Bambu-bambu rakit yang bertebaran ditepian dan ada diatas karang-karang kecil, nampak mulai tumbuh. Bukan tumbuh secepat itu, tapi memang mulai bertumbuh sejak beberapa waktu yang lalu saat mereka berombang ambing di tengah samudera.

Dari tmbuhnya bambu-bambu rakit tersebut, bearti ia dapat mengambil kesimpulan; sudah berapa lama mereka sejak lepas dari sungai Hoang ho. Walau tak dapat ia pastikan sejauh mana pula daerah terdamparnya dengan tempat muasal. Sekaligus pertumbuhan itu, merupakan pertanda yang sangat istimewa bahwa mungkin begitu pula akan tumbuh tunas-tunas untuk kehidupan mata rantainya.
Bambu-bambu rakit tadi bukan saja hanya tumbuh di atas daratan, tapi juga menyesuaikan diatas karang-karang yang banyak diterpa gelombang dan bahkan akar-akarnya membuat karang dapat menyatu dengan dan menjadi daratan, menghilangnya antara yang dibatasi laut

(di zaman-zaman akan datang, terlihat tunas-tunas bambu itu telah tumbuh subur diperbagai pelosok kawasan, dan itu yang kelak suatu gambaran bagai tunas-tunas generasi yang diyakini bertumbuh dan menyesuaikan di berbagai tempat hidupnya sendiri, dimanapun dan kapanpun. Pohon itu hingga kini diramalkan. Dapat hidup dan menghidupkan siapapun. Menurut kepercayaan dan keturunannya dikemudian hari, bila bambu itu dipotong tidak melalui suatu syarat kecil, manfaatnya akan akan dimakan ngengat, demikian sebaliknya bila mengikuti petunjuk Orang tua yang mengetahui mengenal syaratnya. Dari rakit merekalah kemudian di kawasan ini tumbuh dan bertebar berbagai jenis bambu).

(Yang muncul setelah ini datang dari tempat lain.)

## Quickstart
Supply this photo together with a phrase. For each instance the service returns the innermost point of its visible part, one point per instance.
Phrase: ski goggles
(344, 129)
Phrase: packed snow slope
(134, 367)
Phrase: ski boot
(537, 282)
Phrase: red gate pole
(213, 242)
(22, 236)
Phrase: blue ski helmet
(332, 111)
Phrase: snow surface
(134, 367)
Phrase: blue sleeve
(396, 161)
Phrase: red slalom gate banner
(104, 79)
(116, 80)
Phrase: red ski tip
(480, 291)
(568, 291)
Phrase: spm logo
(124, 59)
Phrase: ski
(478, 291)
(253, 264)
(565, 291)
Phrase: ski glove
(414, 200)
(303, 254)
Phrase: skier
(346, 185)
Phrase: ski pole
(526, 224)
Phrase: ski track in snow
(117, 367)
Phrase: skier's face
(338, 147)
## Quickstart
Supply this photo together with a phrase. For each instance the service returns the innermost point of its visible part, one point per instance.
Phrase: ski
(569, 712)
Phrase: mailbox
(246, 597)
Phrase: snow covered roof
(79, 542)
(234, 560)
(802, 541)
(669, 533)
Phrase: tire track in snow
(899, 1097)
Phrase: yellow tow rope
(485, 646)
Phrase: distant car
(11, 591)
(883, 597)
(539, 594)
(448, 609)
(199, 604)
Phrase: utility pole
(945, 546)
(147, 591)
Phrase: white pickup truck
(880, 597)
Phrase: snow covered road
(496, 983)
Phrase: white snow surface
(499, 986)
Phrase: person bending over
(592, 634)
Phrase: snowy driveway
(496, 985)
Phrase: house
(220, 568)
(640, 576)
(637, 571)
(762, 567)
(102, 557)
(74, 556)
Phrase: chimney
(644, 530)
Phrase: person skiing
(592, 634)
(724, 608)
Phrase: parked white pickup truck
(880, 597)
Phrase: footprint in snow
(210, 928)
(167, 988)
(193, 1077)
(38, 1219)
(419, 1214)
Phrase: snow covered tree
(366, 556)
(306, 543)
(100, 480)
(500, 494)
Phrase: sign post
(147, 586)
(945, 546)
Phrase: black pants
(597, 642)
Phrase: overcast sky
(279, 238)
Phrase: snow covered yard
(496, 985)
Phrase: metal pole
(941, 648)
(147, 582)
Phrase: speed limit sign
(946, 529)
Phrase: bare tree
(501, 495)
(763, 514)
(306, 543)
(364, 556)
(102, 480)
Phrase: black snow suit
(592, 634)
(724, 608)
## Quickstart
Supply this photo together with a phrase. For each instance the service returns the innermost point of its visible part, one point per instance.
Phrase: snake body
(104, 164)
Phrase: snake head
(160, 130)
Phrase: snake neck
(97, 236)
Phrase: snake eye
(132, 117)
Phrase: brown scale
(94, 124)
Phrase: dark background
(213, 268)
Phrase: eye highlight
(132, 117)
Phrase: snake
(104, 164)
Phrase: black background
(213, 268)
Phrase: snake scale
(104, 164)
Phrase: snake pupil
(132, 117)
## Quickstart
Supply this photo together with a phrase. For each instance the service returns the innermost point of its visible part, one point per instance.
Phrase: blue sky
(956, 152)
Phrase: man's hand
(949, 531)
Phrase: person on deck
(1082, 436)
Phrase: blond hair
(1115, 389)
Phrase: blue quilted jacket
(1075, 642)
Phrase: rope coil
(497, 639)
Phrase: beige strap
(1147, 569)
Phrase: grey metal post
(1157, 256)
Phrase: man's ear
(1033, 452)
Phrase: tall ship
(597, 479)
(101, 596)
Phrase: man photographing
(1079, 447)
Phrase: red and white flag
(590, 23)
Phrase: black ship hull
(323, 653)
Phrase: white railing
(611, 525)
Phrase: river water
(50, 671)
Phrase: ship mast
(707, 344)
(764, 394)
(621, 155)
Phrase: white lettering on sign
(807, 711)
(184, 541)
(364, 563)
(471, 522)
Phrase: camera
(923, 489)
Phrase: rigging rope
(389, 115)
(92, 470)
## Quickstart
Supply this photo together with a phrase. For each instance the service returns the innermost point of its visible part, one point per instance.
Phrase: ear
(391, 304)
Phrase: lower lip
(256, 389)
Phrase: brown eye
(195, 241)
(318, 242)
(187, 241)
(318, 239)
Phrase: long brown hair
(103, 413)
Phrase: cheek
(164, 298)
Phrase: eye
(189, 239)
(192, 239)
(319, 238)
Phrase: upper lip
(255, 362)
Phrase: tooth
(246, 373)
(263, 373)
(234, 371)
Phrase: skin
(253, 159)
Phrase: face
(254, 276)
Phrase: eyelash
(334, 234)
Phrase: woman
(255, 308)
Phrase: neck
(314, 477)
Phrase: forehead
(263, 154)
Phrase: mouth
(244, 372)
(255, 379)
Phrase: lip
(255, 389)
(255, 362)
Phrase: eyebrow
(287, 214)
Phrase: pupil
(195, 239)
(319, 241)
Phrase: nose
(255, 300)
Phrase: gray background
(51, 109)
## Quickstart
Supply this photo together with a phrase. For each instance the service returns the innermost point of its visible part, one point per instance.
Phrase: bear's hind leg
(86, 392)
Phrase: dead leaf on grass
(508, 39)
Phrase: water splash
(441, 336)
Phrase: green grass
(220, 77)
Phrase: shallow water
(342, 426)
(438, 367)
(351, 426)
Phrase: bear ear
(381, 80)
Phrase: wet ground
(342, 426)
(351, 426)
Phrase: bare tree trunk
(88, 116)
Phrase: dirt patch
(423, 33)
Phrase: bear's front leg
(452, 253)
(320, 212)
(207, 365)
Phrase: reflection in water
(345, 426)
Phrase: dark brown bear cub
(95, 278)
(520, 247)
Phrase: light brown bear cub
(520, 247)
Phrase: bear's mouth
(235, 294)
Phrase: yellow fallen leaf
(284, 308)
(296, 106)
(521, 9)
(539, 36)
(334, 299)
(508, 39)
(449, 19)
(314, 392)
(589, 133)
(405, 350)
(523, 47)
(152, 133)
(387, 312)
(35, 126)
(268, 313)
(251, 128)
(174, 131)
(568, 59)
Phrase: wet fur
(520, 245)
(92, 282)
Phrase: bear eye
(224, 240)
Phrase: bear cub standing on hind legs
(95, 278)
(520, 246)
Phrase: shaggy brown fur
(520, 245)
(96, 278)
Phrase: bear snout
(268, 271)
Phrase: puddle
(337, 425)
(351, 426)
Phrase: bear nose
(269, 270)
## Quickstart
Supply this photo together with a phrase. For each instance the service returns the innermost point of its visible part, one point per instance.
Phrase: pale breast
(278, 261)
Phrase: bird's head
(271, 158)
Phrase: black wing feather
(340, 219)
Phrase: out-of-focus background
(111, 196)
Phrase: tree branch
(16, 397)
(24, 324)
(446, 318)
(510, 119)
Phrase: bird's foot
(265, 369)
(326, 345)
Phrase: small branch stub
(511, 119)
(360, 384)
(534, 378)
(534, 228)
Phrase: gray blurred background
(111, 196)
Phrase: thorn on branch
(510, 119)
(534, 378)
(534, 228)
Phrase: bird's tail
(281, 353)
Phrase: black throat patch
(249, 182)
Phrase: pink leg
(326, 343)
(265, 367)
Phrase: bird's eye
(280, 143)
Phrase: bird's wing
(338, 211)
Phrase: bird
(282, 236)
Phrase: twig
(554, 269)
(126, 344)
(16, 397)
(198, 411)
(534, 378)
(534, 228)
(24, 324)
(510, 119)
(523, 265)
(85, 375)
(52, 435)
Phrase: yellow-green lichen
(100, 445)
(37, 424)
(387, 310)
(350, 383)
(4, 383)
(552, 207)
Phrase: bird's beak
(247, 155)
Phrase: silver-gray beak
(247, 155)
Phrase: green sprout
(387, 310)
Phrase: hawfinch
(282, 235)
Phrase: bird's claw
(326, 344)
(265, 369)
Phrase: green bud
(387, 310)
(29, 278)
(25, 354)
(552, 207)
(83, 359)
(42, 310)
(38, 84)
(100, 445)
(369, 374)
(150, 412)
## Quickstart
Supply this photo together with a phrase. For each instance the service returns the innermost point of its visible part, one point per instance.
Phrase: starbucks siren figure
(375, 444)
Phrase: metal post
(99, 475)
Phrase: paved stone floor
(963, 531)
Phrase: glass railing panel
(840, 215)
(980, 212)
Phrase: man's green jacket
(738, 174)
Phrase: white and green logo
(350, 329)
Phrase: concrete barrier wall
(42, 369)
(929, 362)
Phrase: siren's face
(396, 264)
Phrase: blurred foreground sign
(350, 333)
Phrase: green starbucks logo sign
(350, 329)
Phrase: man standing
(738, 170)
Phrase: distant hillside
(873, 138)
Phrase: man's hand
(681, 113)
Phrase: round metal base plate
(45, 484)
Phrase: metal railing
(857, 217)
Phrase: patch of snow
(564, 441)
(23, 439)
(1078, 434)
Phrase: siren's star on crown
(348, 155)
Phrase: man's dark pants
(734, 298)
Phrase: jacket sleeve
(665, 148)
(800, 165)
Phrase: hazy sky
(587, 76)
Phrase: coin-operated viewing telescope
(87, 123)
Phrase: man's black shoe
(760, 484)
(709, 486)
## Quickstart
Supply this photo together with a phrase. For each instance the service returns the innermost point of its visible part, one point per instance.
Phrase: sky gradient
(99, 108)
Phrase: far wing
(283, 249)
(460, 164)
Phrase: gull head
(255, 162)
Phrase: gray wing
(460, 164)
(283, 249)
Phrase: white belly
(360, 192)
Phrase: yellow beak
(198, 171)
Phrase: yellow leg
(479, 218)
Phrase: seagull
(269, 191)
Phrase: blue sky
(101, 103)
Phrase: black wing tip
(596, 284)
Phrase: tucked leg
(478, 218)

Selanjutnya kedua wanita itu sepakat hidup bersama, Putri heran mendengar perkatan perempuan asing itu mengetahui kisah dan seluruh keberadaan nya. Dengan itu justru putri menilai bahwa rupanya orang asing ini adalah seorang wanita sakti. Dia bahkan berjanji untuk merawat putri hingga melahirkan bayi yang ada dalam kandungan.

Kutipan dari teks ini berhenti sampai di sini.